The Archaic Era of the Beer Growler

The Archaic Era of the Beer Growler

If you’re a drinker whose induction into the world of craft beer came fairly recently—say, in the last few years, or in what we’ll surely still be calling the “pandemic era” decades from now—then it’s entirely possible you’ll have no conception at all of the concept of the “beer growler.” Perhaps the newer beer geeks in the room have at least heard the term, but the chances of them actually possessing and regularly using 64 oz glass jugs to convey beer from the brewery to their home are slim indeed. Nor are they likely to have any inkling of just how omnipresent the beer growler was in American craft beer culture, a decade or so ago. Today, it’s a format that conjures both nostalgia and a certain disbelief—something akin to a collective “why did we all use these, again?” It’s safe to say the glass beer growler represents some now-passed moment in the growth of craft beer in this country, supplanted by changing brewery strategy and consumer preference, likely never to be seen again.
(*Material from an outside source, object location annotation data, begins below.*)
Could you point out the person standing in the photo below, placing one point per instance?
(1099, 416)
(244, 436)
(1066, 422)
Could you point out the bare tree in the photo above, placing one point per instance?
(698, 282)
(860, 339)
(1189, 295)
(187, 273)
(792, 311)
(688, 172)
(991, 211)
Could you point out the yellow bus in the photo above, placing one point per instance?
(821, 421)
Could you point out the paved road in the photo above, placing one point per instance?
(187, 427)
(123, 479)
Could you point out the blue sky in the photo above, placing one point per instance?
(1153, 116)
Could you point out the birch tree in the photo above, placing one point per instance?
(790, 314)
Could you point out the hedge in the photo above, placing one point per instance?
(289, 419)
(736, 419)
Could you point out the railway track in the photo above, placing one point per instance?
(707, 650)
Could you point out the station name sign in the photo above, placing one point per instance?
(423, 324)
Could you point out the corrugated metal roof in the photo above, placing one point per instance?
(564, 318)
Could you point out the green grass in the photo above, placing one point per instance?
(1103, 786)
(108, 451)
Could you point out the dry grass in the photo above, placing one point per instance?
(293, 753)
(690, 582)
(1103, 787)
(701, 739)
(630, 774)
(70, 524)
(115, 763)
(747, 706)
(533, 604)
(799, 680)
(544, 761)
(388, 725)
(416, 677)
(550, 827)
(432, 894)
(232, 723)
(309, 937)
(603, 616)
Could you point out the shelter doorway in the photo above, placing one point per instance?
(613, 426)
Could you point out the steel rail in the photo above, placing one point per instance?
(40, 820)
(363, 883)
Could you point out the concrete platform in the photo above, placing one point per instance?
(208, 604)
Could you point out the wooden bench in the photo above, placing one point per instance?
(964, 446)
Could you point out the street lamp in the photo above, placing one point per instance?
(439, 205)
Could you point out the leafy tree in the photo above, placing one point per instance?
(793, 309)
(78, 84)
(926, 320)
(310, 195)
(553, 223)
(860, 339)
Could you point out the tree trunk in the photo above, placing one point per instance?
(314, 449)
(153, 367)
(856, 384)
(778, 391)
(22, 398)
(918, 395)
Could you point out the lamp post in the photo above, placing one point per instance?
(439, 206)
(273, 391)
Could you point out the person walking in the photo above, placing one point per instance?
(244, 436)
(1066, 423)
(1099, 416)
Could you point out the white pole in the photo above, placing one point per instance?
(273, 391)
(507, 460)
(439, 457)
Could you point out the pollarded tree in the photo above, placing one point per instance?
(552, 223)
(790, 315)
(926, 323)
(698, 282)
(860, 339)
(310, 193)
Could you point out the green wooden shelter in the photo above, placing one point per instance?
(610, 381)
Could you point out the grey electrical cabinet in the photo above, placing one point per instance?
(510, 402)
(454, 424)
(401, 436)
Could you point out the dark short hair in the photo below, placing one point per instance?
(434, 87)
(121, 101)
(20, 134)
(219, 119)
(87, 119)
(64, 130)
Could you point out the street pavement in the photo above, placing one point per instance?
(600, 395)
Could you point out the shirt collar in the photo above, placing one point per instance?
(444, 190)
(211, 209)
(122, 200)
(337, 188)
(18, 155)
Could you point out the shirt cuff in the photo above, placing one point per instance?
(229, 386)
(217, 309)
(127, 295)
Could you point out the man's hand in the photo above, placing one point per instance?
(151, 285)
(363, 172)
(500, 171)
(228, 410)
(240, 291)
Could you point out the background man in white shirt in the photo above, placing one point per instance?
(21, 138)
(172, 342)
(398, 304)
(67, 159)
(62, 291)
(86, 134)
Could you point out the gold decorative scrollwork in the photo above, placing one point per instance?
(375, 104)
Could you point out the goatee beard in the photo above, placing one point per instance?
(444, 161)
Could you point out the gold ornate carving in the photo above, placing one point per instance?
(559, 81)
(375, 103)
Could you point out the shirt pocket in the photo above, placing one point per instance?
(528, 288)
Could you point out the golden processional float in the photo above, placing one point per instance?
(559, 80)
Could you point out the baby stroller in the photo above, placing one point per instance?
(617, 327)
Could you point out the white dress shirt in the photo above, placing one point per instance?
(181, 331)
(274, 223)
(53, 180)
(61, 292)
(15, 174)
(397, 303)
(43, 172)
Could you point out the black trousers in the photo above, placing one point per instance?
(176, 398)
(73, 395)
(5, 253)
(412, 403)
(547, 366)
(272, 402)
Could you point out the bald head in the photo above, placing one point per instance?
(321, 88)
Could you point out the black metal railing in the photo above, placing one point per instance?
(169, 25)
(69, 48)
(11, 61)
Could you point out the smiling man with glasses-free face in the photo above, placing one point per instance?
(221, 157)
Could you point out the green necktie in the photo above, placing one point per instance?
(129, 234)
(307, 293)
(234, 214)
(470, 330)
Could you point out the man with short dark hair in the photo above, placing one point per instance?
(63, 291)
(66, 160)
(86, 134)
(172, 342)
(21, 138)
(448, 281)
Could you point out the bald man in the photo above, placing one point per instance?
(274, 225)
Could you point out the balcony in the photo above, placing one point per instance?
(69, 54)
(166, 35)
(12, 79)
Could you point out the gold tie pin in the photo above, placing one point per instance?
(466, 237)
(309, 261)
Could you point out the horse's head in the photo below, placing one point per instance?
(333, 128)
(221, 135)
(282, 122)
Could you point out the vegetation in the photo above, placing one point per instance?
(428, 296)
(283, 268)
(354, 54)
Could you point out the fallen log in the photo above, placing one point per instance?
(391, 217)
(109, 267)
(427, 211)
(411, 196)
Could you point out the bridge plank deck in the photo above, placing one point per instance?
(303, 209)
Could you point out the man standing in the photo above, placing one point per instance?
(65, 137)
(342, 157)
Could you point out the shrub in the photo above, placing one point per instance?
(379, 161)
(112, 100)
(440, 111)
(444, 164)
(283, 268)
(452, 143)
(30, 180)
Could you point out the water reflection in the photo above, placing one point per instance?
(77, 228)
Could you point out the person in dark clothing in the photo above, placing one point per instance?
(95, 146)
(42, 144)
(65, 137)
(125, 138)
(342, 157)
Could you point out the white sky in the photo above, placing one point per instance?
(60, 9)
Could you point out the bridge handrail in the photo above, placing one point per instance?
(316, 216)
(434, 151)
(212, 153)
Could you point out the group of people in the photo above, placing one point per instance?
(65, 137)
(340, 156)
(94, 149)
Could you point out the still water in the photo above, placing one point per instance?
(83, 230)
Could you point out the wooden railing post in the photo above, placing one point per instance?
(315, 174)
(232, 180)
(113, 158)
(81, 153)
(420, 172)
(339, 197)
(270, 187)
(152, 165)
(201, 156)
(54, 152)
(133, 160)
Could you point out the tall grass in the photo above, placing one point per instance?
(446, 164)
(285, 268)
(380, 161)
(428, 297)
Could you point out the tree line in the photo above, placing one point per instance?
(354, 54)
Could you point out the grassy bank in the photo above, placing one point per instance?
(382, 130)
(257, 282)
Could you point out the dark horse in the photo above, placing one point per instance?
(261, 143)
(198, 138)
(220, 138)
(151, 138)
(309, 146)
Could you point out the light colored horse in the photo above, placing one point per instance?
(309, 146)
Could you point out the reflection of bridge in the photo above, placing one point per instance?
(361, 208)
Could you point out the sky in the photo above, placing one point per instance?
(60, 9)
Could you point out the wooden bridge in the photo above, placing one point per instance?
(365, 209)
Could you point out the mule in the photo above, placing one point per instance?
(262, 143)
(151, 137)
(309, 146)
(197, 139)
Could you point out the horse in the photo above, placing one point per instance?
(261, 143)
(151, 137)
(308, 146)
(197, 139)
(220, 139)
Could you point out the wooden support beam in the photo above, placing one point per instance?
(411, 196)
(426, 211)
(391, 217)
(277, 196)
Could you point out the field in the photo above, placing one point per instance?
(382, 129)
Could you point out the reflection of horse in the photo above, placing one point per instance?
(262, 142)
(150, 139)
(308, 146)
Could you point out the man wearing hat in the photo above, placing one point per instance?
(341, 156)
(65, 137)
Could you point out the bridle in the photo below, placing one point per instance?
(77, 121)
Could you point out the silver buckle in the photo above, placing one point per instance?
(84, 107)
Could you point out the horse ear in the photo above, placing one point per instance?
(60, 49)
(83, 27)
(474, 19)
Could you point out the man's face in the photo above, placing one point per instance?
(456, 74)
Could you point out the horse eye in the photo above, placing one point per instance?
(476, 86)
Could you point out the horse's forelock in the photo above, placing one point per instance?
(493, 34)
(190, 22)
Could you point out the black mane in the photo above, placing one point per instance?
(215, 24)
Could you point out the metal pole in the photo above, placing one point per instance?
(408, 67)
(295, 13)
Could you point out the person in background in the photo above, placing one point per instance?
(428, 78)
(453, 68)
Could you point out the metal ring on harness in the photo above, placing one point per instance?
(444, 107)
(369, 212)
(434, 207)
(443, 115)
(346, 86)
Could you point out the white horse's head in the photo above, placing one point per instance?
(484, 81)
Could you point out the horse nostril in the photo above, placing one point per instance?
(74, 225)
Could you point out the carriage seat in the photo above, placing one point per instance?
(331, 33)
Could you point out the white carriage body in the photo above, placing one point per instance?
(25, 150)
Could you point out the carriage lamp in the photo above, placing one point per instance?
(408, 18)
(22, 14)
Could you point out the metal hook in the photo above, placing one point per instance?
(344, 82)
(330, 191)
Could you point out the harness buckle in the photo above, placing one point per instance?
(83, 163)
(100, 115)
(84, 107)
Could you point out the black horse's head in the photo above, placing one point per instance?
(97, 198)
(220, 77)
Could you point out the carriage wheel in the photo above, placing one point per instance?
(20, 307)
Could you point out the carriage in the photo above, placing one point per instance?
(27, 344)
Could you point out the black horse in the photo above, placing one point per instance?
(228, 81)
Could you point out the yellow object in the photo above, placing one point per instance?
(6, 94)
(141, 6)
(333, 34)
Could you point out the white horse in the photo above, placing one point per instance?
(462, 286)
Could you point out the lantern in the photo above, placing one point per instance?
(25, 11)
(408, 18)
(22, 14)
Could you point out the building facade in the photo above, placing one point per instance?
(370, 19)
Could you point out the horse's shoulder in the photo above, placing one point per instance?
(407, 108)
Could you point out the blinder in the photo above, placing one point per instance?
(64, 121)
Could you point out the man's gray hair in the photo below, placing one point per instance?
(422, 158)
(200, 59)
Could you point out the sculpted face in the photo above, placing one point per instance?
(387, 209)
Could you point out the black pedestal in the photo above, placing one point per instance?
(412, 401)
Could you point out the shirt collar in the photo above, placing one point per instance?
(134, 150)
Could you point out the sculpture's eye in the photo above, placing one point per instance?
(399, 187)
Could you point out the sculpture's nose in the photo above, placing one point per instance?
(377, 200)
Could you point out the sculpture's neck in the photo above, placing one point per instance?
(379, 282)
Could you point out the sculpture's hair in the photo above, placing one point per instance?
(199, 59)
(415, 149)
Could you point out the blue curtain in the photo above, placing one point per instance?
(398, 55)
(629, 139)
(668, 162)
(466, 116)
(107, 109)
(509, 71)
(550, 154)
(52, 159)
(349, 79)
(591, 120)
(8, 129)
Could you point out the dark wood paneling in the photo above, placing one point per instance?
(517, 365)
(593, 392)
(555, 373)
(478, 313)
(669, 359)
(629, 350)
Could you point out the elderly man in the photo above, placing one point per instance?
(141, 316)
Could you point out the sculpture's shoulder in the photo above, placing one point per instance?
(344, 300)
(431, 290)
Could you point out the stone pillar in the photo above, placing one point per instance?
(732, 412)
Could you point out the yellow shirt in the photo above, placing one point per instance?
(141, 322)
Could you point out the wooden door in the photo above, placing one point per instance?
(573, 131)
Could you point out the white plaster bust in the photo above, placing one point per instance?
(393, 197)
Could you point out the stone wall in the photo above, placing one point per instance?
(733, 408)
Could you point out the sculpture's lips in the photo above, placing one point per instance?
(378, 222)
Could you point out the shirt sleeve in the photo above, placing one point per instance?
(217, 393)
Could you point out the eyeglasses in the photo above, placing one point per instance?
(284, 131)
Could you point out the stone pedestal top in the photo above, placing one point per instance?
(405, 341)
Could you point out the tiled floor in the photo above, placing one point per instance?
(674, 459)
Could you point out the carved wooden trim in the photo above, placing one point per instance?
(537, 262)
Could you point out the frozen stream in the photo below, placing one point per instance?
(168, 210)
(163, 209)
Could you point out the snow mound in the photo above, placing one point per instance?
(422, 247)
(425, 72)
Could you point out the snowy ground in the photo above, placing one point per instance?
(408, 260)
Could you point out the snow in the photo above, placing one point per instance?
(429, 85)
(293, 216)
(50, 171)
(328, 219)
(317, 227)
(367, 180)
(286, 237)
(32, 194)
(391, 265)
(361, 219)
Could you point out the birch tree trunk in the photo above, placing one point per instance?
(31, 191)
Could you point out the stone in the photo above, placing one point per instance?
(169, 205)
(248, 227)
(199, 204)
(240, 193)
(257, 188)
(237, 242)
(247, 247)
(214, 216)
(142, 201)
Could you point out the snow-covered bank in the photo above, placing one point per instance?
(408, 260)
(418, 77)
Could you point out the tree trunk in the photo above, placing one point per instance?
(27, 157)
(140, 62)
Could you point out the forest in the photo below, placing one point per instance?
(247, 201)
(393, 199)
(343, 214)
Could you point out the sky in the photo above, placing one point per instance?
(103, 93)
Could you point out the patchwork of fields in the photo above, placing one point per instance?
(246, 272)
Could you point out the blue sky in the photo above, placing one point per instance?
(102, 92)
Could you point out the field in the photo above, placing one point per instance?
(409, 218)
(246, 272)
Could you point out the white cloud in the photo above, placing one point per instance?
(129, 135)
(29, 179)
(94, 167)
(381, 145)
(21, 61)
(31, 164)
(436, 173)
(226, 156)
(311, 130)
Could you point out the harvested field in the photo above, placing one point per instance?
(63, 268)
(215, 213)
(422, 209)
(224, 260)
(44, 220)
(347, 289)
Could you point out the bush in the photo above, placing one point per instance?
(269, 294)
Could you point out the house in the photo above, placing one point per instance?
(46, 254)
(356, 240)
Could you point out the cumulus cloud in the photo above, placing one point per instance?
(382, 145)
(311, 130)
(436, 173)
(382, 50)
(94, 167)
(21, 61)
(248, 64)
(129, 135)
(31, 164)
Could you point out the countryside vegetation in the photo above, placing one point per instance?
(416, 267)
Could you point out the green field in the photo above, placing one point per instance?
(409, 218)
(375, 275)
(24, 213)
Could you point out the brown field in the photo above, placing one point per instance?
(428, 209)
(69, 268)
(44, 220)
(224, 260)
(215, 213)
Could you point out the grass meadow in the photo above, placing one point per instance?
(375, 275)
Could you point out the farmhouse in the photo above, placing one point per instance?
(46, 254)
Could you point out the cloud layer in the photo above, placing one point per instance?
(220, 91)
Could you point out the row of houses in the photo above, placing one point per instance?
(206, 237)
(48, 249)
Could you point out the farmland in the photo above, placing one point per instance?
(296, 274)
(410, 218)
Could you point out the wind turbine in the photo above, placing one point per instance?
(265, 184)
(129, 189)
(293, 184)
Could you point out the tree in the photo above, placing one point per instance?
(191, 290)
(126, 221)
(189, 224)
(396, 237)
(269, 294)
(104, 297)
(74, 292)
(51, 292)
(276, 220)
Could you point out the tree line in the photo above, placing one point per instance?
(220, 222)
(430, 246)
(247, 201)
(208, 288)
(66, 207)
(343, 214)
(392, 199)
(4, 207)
This isn’t exactly some new revelation, as the glass beer growler has been on its way out for a long time at this point, and various essays have been written eulogizing its place in the craft beer landscape since the late 2010s. But after seeing some online discussion of growlers recently, along with the fond memories and ardor of some fans who still apparently make use of them in various U.S. beer cities, I got to thinking about the growler as a concept: How we once used them, what they were good for, and their inherent drawbacks. Today, they’re immortalized as a symbol of the early 2000s-2010s craft beer boom, remnants of what many might see as a happier era before the challenges of the pandemic and a stagnating beer market. Their scion, the 32 oz “crowler,” on the other hand, continues to occupy a persistent niche in the beer world.

But for those newer beer geeks in the house, let’s answer the basic questions. Why were glass growlers so popular, once upon a time? And why did they then fade away?


The Appeal of the Beer Growler

One might lead off with the obvious question: Why did people ever fill growlers with beer, rather than just buy packaged beer? And there are a few reasons for this, which allowed the growler to become a ubiquitous beer accessory.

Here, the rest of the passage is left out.